Mick McCarthy recalls unfinished business with Switzerland
Danish and Swiss far from put out by Republic’s presence as a third seed in their group
Mick McCarthy with John Delaney at the draw for the Uefa European Championships at the Convention Centre in Dublin. Photograph: Tommy Dickson/Inpho
Mick McCarthy appeared to be joking in the post-European Championship draw mixed zone about getting revenge on the Swiss for that 2-1 home defeat they inflicted on him 16 years ago in his last game in charge of Ireland first time around.
Then somebody followed up with: “Joking aside, though . . .” and he cut back in to drily observe that he wasn’t joking. At least, he’s already got his motivation figured out.
His side’s chief qualification rivals might find it a tiny bit less straightforward for they have precious little to avenge against Ireland these days.
There have three competitive encounters between Switzerland and Ireland since that night at Lansdowne Road when McCarthy’s late bid to win a game Ireland were drawing ended up being seen as having contributed to a defeat.
On each occasion the Swiss have, when push came to shove, got what they needed and more than a decade on they are operating at a slightly different level to a side that might, for a short while back then, have been considered a close rival.
Much more recently, the Danes won the only game of four between the two sides that ultimately mattered. The other three have ended without a goal but it is fair to say that Age Hareide’s side coasted, fairly effortlessly through a couple of them.
The one in Aarhus a couple of weeks ago, when the Irish could not manage even a shot on target, would probably have promoted the FAI to dispense with Martin O’Neill’s services if they had not already taken the decision to do so.
It was scarcely surprising then that neither Swiss coach Vladimir Pektovic nor Hareide’s number two Jon Dahl Tomasson seemed overly put out by the third seeds their sides had been handed.
Nobody was foolish enough to be deliberately disrespectful, of course, but fear wasn’t exactly the overriding sense conveyed as they mulled things over in the mixed zone.
“It is, as we say, a makeable group for us,” said Pektovic who probably feels a good deal more confident about these things after the way his side came from 2-0 down against the Belgians a couple of weeks back to secure a remarkable 5-2 victory and so ensure qualification for the semi-finals, not to be confused with the qualification play-offs, of the Nations League.
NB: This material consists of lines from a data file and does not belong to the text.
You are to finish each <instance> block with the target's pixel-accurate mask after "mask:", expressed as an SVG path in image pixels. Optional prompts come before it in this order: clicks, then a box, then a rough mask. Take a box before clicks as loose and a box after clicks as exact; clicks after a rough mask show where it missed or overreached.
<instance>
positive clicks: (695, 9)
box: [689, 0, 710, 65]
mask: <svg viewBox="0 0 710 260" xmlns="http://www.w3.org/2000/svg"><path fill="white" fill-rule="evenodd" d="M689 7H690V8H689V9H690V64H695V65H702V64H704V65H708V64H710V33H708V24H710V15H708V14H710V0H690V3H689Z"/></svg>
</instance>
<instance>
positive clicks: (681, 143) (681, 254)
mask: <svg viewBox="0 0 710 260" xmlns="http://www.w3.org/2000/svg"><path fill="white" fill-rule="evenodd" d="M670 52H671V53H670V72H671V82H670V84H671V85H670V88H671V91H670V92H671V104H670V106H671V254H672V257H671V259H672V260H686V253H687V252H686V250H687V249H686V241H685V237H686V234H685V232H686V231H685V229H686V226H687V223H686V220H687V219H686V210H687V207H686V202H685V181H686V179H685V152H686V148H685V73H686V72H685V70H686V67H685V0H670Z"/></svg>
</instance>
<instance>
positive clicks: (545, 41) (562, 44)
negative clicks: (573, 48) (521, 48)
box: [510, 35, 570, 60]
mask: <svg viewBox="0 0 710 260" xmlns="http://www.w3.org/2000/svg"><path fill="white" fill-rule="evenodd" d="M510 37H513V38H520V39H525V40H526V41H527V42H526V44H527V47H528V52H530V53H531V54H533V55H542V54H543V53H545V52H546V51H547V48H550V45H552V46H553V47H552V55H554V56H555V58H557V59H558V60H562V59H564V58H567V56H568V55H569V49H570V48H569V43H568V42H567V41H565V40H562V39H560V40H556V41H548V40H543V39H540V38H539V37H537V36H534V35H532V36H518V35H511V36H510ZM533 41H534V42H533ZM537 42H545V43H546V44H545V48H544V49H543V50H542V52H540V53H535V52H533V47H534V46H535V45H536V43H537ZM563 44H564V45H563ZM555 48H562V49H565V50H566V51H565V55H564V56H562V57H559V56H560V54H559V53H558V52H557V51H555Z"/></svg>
“Yes, we have improved but tomorrow is a new day and our aim is to confirm that we have improved then and the next day . . . it’s very important.”
A tight World Cup play-off against Northern Ireland provided some small sense, he acknowledged, of what he and his players might expect next year but, he said: “It’s very hard to make the comparison between the two teams. It will be a different game and a new coach can lead to improvements but what worries me more is that they [Ireland] don’t concede a lot of goals.
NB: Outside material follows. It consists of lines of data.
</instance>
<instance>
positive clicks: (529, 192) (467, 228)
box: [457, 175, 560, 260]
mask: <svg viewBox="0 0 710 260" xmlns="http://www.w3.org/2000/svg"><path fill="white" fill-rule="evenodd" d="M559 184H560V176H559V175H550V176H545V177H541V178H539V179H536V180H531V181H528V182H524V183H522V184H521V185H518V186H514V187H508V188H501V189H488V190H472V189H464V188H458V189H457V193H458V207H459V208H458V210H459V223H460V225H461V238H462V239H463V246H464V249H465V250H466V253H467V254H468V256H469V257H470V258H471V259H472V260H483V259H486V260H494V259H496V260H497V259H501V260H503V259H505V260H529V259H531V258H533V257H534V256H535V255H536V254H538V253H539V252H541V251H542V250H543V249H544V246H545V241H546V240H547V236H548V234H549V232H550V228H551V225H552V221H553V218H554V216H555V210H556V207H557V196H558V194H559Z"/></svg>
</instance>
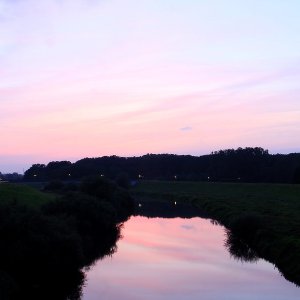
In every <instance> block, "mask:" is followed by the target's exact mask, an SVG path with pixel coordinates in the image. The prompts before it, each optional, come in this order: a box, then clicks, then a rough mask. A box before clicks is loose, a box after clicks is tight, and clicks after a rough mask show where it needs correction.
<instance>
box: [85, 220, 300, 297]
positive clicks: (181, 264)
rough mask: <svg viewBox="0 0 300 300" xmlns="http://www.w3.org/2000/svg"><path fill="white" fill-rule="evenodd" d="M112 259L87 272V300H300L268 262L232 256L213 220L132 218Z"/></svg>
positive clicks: (112, 257)
mask: <svg viewBox="0 0 300 300" xmlns="http://www.w3.org/2000/svg"><path fill="white" fill-rule="evenodd" d="M122 235H123V238H122V239H120V240H119V241H118V250H117V252H116V253H115V254H114V255H113V256H112V257H106V258H105V259H104V260H100V261H98V262H97V263H96V264H95V265H94V266H93V267H91V269H90V270H89V271H87V272H86V284H85V287H84V289H83V296H82V299H83V300H96V299H97V300H98V299H102V300H103V299H107V300H108V299H109V300H119V299H122V300H141V299H147V300H148V299H149V300H150V299H151V300H153V299H158V300H159V299H166V300H169V299H170V300H171V299H172V300H176V299H178V300H179V299H180V300H182V299H195V300H196V299H197V300H198V299H205V300H209V299H218V300H219V299H228V300H229V299H230V300H234V299H237V300H247V299H249V300H250V299H251V300H253V299H270V300H271V299H272V300H276V299H278V300H279V299H280V300H283V299H284V300H289V299H300V288H299V287H296V286H295V285H294V284H292V283H290V282H288V281H286V280H285V279H284V278H283V277H282V276H281V275H280V274H279V272H278V270H277V269H276V268H274V266H273V265H272V264H270V263H268V262H266V261H264V260H261V259H258V260H257V261H255V262H252V263H249V262H243V261H239V260H236V259H234V258H233V257H232V255H230V253H229V252H228V250H227V249H226V247H225V246H224V241H225V240H226V233H225V230H224V228H223V227H222V226H219V225H214V224H212V222H211V221H210V220H209V219H203V218H199V217H193V218H190V219H184V218H178V217H175V218H147V217H142V216H135V217H131V218H130V220H129V221H127V222H126V223H125V224H124V228H123V230H122Z"/></svg>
“I remember when we played against them [in a friendly in March 2016] it was very hard to score against them and we didn’t succeed in the end. That will be the focus now, to try and score against this strong defending team.”
The Danes have had a few problems on that scoring front too – although not when it mattered most with the deluge last year in Dublin serving as a warning of just how badly things can go wrong when Ireland have to chase a game against sides of their quality.
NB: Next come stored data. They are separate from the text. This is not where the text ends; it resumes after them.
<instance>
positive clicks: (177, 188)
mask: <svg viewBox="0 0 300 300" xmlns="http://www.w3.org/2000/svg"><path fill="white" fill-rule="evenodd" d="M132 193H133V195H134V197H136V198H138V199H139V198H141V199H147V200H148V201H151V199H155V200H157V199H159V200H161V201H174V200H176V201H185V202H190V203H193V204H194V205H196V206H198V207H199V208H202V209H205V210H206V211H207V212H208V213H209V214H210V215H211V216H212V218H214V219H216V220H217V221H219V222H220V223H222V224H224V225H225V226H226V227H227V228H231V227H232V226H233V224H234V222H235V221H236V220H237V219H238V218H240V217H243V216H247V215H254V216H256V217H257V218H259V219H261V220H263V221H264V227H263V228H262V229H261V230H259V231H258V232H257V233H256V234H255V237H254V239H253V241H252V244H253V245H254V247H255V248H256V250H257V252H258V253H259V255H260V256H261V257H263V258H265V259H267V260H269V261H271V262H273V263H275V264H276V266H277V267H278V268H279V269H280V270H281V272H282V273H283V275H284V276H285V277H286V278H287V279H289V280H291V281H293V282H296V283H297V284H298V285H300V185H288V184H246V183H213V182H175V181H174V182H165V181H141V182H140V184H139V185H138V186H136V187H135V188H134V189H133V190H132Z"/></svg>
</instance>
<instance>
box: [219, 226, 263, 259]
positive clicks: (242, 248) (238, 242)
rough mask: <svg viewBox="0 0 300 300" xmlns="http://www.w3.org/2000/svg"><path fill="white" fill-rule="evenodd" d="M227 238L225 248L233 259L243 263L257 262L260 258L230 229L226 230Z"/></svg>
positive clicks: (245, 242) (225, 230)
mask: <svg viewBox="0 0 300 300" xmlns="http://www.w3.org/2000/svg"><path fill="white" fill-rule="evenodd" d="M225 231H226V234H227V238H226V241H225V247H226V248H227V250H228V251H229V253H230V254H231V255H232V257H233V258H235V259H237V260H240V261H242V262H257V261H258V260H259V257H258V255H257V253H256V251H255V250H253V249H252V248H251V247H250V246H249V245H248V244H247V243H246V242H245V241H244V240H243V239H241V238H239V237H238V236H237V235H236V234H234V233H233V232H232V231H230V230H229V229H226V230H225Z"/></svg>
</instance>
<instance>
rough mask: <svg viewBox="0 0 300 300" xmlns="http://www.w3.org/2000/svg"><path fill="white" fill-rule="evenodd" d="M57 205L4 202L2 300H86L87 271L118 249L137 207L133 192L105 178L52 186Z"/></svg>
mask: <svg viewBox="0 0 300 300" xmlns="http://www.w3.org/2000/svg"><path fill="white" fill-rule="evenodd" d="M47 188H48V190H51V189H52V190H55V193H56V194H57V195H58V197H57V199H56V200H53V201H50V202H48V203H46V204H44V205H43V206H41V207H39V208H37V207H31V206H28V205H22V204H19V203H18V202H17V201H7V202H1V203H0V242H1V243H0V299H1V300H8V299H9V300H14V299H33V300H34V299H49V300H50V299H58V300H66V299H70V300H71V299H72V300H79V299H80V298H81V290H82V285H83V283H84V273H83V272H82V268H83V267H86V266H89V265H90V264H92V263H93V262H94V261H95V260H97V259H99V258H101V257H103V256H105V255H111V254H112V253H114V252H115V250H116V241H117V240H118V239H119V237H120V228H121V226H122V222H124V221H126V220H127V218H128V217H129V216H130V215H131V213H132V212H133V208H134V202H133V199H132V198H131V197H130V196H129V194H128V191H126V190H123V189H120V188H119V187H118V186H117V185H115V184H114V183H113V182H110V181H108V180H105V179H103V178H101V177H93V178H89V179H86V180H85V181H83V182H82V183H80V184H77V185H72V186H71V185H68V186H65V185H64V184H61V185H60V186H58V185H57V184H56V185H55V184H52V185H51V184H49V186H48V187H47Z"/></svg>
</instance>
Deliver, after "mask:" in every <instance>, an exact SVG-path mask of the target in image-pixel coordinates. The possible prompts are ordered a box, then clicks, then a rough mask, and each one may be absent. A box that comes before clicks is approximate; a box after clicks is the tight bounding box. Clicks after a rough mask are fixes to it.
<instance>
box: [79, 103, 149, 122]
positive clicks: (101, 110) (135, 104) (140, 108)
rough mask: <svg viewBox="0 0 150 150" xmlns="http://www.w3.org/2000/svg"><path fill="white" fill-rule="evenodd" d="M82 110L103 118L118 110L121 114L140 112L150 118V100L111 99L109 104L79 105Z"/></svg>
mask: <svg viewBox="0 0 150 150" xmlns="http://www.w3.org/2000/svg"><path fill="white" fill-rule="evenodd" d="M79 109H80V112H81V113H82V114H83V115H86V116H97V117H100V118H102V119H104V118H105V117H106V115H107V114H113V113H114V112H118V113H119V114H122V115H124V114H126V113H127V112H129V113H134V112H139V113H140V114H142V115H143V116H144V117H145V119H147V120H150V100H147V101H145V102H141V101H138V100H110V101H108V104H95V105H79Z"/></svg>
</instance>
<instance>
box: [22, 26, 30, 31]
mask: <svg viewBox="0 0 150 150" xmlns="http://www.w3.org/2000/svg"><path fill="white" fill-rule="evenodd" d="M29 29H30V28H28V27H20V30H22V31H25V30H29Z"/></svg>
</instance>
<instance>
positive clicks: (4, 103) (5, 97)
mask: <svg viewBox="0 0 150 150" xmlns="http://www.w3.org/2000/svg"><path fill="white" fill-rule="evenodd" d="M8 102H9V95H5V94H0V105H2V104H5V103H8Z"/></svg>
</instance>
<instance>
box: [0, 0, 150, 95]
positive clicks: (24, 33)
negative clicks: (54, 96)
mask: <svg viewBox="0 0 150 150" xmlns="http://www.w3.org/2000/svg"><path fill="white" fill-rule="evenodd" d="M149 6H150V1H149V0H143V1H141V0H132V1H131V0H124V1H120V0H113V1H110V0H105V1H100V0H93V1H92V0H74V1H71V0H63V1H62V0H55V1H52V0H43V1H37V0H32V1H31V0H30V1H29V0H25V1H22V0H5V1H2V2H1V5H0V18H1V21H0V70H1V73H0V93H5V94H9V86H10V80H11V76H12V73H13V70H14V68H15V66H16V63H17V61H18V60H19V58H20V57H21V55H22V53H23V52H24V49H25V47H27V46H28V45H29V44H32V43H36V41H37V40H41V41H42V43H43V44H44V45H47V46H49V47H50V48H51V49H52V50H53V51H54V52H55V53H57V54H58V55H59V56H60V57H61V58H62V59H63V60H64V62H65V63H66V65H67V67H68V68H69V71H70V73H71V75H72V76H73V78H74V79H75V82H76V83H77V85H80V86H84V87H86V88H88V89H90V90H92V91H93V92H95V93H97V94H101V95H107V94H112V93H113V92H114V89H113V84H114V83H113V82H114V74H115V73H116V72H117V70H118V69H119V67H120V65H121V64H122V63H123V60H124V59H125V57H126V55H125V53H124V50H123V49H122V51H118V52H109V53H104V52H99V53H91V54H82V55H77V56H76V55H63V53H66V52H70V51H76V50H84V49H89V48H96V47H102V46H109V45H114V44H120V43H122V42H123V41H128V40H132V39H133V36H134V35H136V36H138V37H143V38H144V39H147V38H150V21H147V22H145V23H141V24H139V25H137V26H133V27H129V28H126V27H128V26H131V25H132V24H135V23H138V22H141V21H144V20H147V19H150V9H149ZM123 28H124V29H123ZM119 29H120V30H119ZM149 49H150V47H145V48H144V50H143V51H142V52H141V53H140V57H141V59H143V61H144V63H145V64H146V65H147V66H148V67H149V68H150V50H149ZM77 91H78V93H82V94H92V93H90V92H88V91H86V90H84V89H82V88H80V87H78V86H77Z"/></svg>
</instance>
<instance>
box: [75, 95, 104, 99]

“I think when new people come in, things will change a bit,” said Tomasson before adding, a little damningly: “You can always change the system, the way of thinking, but still the players will be the same. It’s always the quality of the player which is the conclusion as to how you will play.
“I think we know all the players quite well. They will probably not get any new players in, but at the end of the day we have to look at ourselves, how we are performing, how we are playing and the way we want to play. I think we are strong. I know Ireland are a good side. But we enjoy coming here to Dublin.”
For Georgia, their coach Vladimir Weiss said, it is, after some tough games and close run things, “time to finally win against Ireland.”
A successful Nations League campaign – they won their League D group and are sure of a play-off that offers a realistic prospect of qualification – will have boosted confidence and McCarthy’s side will have to be better against them than last time when a 1-1 draw might easily have ended in defeat.
Gibraltar also tasted victory in the Nations League and, though they hope to play their games on home soil, the ease of Ireland’s two victories the last time the sides met suggests that pretty most of McCarthy’s men would have to have “a Macedonia,” for their campaign to hit the rocks there.
Avoiding them elsewhere, though, looks set to be quite a challenge.